In the 1990's I was concerned about my genetic history and visited a GP to assess my health and risk of heart disease. I was promptly put on a statin drug to reduce cholesterol. There was, after some time, a minor complication with liver function impairment so I wavered, and for some years was on and off the statin drug as my fears either of heart attack or liver damage plagued my mind.

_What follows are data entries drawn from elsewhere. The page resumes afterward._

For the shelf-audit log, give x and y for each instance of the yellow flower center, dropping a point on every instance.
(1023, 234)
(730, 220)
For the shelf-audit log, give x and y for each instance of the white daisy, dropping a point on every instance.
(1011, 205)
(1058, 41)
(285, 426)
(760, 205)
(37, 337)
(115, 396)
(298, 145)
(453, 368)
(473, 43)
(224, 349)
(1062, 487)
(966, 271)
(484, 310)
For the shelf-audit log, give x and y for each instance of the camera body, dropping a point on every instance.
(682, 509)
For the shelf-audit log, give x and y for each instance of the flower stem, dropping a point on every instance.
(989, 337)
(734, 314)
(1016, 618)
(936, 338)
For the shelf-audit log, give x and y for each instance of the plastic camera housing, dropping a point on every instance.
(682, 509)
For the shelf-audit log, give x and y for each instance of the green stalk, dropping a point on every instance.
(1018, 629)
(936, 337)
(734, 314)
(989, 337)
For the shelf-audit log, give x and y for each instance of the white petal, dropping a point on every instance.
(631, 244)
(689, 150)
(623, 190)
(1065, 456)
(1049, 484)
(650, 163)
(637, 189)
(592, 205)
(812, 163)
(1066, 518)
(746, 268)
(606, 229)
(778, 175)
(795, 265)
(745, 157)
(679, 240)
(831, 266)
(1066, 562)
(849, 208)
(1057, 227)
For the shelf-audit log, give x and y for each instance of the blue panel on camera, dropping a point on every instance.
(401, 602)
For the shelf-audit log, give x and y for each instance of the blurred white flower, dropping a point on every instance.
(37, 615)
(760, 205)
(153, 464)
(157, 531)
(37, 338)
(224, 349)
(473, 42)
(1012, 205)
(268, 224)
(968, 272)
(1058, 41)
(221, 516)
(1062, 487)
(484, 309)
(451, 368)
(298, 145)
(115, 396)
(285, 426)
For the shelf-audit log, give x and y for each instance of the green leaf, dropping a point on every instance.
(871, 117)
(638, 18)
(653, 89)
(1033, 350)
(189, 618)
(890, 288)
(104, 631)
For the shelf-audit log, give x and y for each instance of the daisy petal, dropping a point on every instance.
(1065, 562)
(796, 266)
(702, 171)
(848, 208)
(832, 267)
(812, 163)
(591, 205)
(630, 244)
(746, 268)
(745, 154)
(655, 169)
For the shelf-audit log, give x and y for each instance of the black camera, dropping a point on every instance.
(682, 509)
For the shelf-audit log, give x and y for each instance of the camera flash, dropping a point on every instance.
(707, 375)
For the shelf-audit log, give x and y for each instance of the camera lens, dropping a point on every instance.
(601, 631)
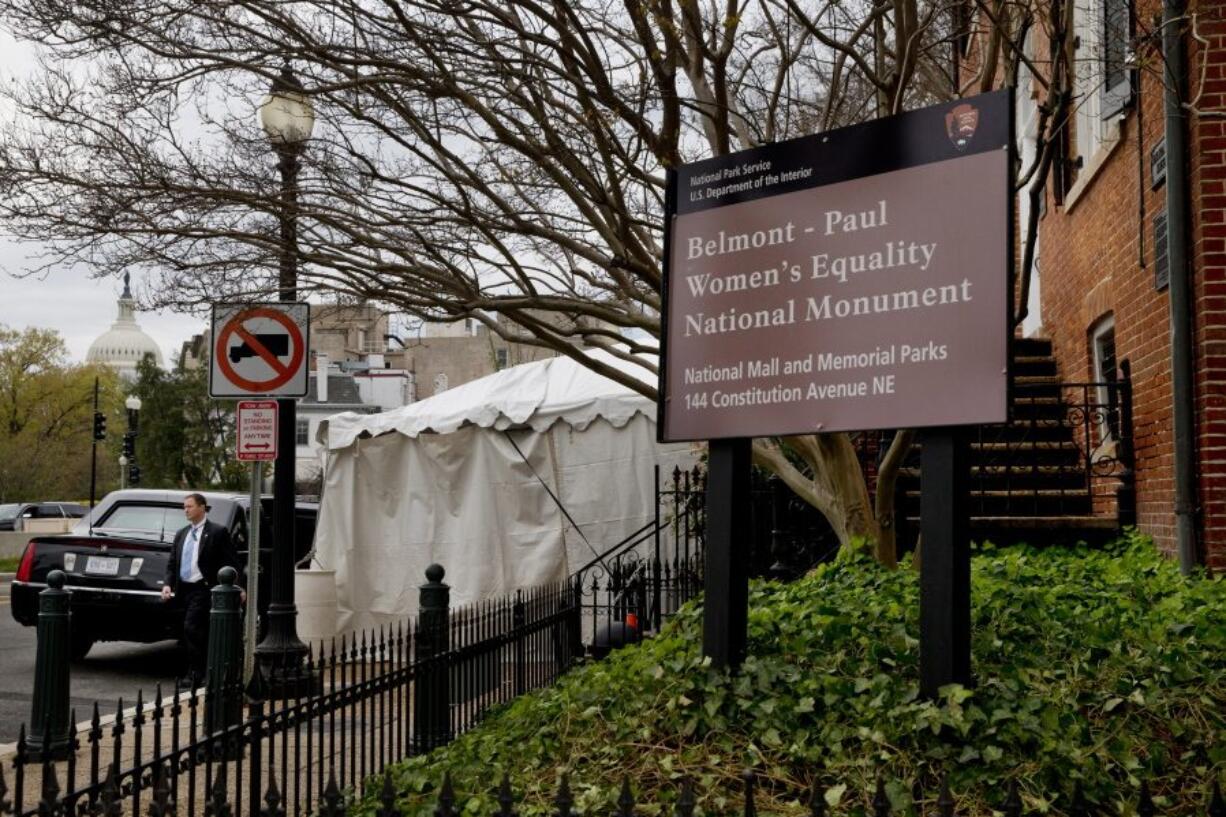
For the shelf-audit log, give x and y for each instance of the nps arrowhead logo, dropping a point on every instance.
(960, 125)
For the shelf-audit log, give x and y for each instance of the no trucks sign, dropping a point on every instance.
(857, 279)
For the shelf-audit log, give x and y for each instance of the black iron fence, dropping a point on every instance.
(939, 800)
(633, 586)
(378, 697)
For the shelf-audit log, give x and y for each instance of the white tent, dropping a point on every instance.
(465, 479)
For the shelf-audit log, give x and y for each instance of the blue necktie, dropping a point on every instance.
(189, 556)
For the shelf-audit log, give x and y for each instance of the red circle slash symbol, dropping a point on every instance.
(283, 372)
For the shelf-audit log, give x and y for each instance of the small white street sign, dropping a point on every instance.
(260, 350)
(256, 431)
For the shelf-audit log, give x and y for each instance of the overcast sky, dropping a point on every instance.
(80, 308)
(70, 301)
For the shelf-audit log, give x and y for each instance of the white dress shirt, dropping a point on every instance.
(197, 531)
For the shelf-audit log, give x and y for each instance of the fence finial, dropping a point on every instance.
(687, 801)
(110, 804)
(1077, 809)
(564, 801)
(163, 800)
(1216, 805)
(880, 800)
(49, 804)
(388, 797)
(945, 801)
(818, 800)
(625, 800)
(1013, 802)
(272, 806)
(505, 799)
(334, 805)
(1145, 802)
(218, 804)
(446, 797)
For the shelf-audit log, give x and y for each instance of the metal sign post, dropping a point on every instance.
(253, 573)
(256, 442)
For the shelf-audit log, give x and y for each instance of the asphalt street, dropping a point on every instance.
(109, 671)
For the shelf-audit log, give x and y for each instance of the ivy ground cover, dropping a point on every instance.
(1094, 666)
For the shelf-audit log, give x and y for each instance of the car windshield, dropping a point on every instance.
(144, 520)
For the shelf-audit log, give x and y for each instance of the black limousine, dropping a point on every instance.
(115, 563)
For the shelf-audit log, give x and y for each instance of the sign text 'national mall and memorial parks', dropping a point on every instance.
(852, 280)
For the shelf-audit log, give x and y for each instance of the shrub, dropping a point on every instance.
(1094, 666)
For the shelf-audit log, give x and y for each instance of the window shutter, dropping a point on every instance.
(1161, 256)
(1117, 32)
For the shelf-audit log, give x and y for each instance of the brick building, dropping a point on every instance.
(1105, 265)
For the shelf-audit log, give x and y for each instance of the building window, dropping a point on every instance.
(1102, 350)
(1101, 81)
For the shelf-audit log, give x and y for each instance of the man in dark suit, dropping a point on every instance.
(200, 550)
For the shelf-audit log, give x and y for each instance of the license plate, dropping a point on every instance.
(102, 564)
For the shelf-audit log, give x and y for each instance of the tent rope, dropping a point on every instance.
(557, 501)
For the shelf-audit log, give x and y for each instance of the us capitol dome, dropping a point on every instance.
(124, 345)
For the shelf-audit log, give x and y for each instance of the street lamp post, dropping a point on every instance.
(287, 118)
(134, 426)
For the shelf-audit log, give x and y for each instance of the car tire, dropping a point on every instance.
(80, 645)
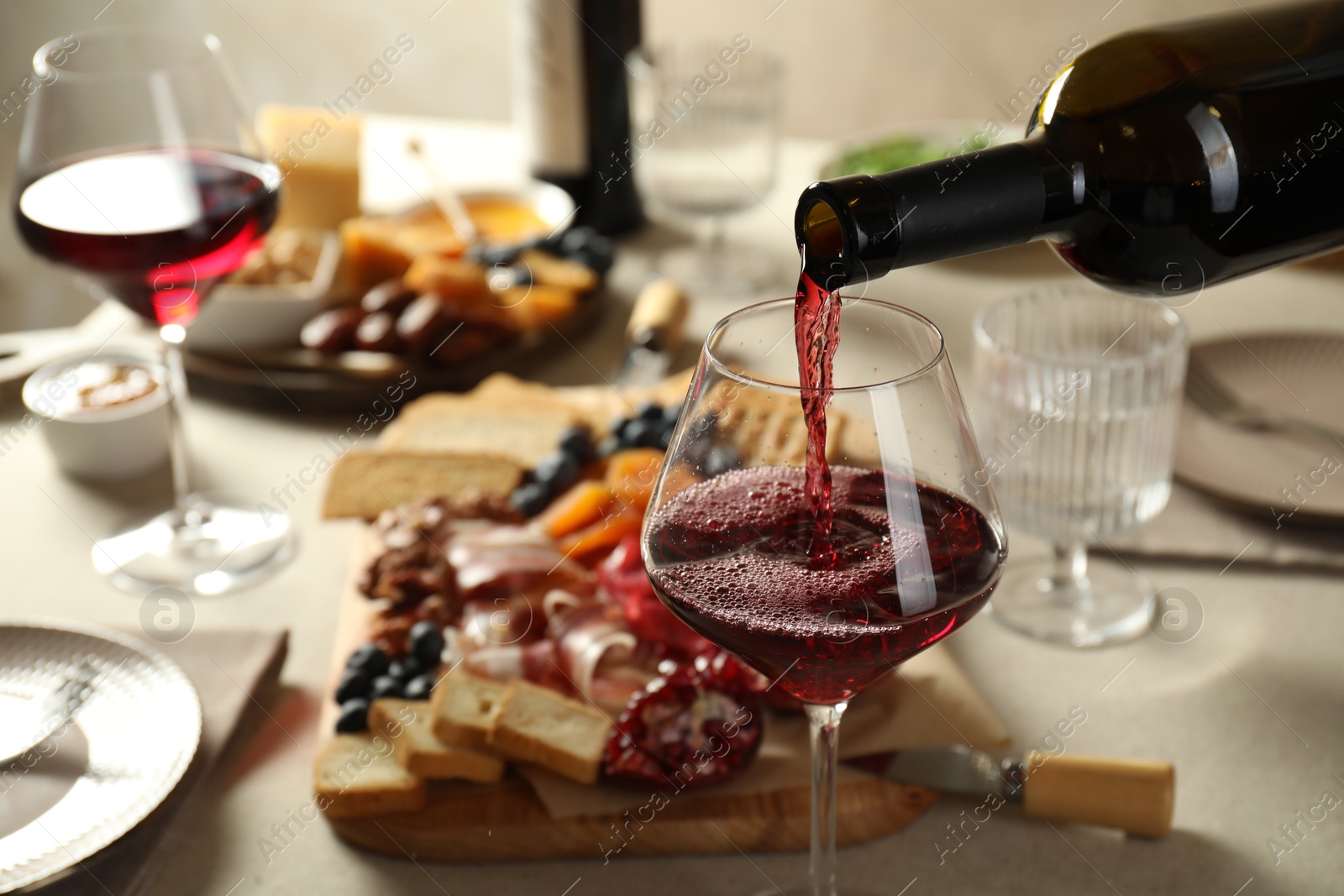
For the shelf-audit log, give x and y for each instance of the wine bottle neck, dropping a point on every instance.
(859, 228)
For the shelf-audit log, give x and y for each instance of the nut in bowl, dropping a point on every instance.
(105, 417)
(266, 301)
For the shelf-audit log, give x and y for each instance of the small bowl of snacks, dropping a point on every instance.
(265, 302)
(105, 417)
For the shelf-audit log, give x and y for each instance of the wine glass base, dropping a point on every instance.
(213, 548)
(1115, 606)
(736, 270)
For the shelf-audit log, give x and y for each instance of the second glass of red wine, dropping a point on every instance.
(140, 174)
(914, 544)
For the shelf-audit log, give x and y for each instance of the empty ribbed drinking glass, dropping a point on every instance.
(706, 134)
(1079, 399)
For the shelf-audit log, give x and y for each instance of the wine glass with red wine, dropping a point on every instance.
(140, 174)
(823, 569)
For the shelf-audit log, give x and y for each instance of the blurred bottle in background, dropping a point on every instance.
(570, 98)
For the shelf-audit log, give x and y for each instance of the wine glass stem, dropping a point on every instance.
(824, 728)
(716, 249)
(1070, 567)
(178, 458)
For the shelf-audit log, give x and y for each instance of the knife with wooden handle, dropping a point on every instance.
(1135, 795)
(652, 333)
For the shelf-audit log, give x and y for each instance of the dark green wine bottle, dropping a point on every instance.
(1162, 159)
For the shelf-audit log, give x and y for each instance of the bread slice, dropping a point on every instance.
(463, 710)
(460, 425)
(538, 725)
(363, 484)
(358, 775)
(769, 426)
(407, 723)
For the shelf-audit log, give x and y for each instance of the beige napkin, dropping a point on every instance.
(228, 669)
(1195, 527)
(929, 703)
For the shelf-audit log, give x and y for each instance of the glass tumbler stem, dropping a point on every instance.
(824, 730)
(185, 500)
(1070, 571)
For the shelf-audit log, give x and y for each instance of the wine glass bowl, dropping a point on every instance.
(918, 544)
(139, 174)
(730, 539)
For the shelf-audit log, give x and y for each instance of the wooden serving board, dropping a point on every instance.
(507, 821)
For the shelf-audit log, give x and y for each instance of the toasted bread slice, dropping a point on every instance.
(463, 425)
(407, 723)
(538, 725)
(463, 710)
(363, 484)
(358, 775)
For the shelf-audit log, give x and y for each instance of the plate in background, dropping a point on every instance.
(1280, 479)
(127, 747)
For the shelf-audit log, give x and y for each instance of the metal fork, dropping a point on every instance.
(1213, 396)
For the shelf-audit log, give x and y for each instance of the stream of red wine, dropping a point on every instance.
(816, 327)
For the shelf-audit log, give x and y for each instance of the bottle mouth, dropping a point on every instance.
(846, 231)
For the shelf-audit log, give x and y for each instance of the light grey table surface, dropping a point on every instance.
(1252, 710)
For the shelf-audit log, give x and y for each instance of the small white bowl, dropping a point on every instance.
(101, 443)
(270, 316)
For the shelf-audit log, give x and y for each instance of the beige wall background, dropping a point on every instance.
(851, 65)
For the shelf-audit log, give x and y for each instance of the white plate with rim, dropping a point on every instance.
(1272, 476)
(128, 745)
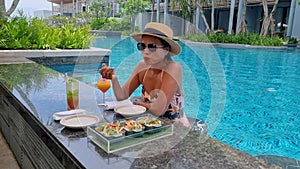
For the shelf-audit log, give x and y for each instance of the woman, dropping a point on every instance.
(160, 76)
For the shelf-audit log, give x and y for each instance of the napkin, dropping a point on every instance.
(109, 105)
(62, 114)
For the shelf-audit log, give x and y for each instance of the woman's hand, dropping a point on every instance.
(107, 72)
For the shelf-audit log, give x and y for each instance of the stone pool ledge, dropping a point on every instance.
(59, 56)
(242, 46)
(36, 140)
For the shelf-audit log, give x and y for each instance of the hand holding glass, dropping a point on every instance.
(103, 85)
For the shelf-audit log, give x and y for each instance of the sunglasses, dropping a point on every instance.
(151, 46)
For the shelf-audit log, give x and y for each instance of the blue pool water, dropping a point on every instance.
(249, 98)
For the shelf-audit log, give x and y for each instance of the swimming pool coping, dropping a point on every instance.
(243, 46)
(59, 56)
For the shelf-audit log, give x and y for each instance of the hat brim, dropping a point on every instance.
(175, 47)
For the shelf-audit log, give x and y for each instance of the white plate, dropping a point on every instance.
(130, 110)
(79, 120)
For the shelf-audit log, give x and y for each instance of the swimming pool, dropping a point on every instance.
(249, 97)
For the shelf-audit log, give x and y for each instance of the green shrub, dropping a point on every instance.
(20, 33)
(97, 23)
(292, 40)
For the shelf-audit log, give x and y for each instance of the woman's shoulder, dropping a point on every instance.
(172, 65)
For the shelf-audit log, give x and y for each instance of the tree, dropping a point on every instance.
(243, 26)
(268, 19)
(100, 9)
(133, 7)
(3, 12)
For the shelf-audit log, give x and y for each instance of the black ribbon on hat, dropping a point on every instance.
(154, 31)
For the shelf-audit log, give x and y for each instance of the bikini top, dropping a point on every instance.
(176, 103)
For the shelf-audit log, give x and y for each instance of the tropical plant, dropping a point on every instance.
(20, 33)
(292, 40)
(268, 19)
(242, 29)
(12, 8)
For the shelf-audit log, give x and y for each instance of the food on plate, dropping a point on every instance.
(131, 125)
(111, 129)
(149, 121)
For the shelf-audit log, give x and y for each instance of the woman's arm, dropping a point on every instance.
(127, 89)
(171, 82)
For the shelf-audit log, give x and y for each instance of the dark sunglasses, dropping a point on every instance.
(151, 46)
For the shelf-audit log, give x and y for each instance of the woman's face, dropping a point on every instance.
(153, 57)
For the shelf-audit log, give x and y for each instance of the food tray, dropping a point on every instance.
(113, 144)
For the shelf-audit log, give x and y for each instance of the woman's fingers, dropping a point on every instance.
(106, 72)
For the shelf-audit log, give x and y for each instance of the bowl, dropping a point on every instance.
(130, 110)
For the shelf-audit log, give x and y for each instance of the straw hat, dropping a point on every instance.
(161, 31)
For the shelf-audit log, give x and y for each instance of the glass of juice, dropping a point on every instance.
(103, 85)
(72, 88)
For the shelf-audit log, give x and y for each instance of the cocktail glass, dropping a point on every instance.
(72, 89)
(103, 85)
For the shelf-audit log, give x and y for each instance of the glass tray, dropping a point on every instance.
(113, 144)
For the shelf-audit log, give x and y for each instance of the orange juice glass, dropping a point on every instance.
(103, 85)
(72, 89)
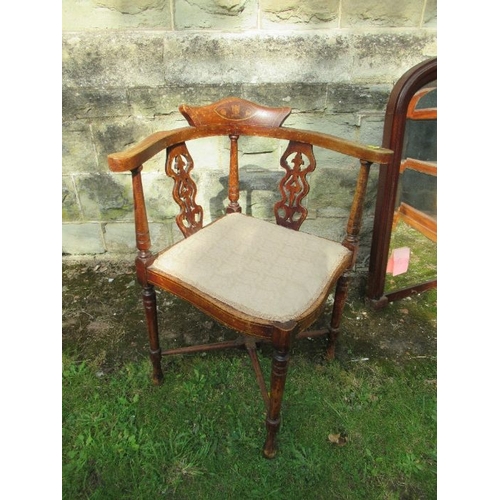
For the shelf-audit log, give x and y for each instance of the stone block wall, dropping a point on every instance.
(127, 65)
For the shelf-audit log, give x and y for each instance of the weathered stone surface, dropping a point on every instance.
(394, 52)
(308, 13)
(70, 207)
(301, 97)
(112, 59)
(233, 58)
(216, 14)
(90, 103)
(126, 69)
(105, 196)
(78, 150)
(387, 13)
(302, 58)
(430, 14)
(349, 98)
(111, 136)
(115, 14)
(81, 239)
(158, 191)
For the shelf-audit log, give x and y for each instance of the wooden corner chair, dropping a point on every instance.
(266, 280)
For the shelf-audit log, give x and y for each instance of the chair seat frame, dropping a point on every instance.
(234, 117)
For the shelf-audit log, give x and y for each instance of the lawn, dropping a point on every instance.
(360, 427)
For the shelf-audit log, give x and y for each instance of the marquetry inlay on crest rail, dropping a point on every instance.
(178, 167)
(298, 161)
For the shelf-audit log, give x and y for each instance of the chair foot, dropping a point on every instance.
(332, 341)
(270, 446)
(157, 376)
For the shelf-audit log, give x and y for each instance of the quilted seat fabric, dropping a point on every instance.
(257, 267)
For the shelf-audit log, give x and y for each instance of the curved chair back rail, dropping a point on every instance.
(159, 141)
(267, 281)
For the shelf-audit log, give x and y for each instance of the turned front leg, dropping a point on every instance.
(278, 379)
(149, 300)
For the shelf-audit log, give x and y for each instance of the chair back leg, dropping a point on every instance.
(149, 300)
(338, 309)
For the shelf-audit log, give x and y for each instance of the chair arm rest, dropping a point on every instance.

In the meantime the Marlboro Man died of lung cancer, Zig's indescretions were exposed, and the Vietnam War was exposed as a political farce. It came to light, that my father (who died in 2007), suffered kidney damage after a lifetime of high sugar intake.

One day more than a decade ago I was in a car park behind the shops in Emerald when I saw my doctor in her brand new gold Mercedes trying to negotiate the narrow lane way. I decide then that I'd had enough of regular trips to the GP for blood tests and prescriptions and forever putting my hand in my wallet. I went off the statins. At age 64 I have not succumbed to a heart attack, and am thankful for the money I have saved, and the comfort from less worry and living a healthy lifestyle.

Speaking of doctors, I saw this year that a man who grew up in Gembrook applied to council to set up a medical clinic in a house he owned in the Gembrook main street, a house he bought for his mother to live in in her old age. She was a well known and respected lady and after she died her son thought it would be nice if the house could be used to bring a doctor to Gembrook, a basic service denied the town for nearly all the 35 years I have lived here. He was knocked back a planning permit as it was claimed the property did not have sufficient parking spaces.

Here we are now, and Puffing Billy Railway has shifted to Gembrook as it's Event Hub. As many as 400 cars are expected each day for 18 extra days of Puffing Billy Events. The town will be choked down by traffic. My quiet rural retreat of Gembrook is being destroyed. The rat race that my family fled is brought to my doorstep. I cannot believe this is to be allowed.

I extend a message to Jason Wood, our Federal Member for LaTrobe, and to Brad Battin, our State Member for Gembrook (interesingly they are former policemen as they love to remind us). I also include prospective councillors in the upcoming council elections, with apology to the lady candidates.

"PLEASE gentlemen. Grow some balls. Stop cowtowing and sniffing around Puffing Billy for the opportunity of grinning photo shots with the the train, to feather your nest by re election. For the sake of the community please come up with some real ideas to benefit the town and district and not the easy way of trying to look good with the same old unsustainable bulldust."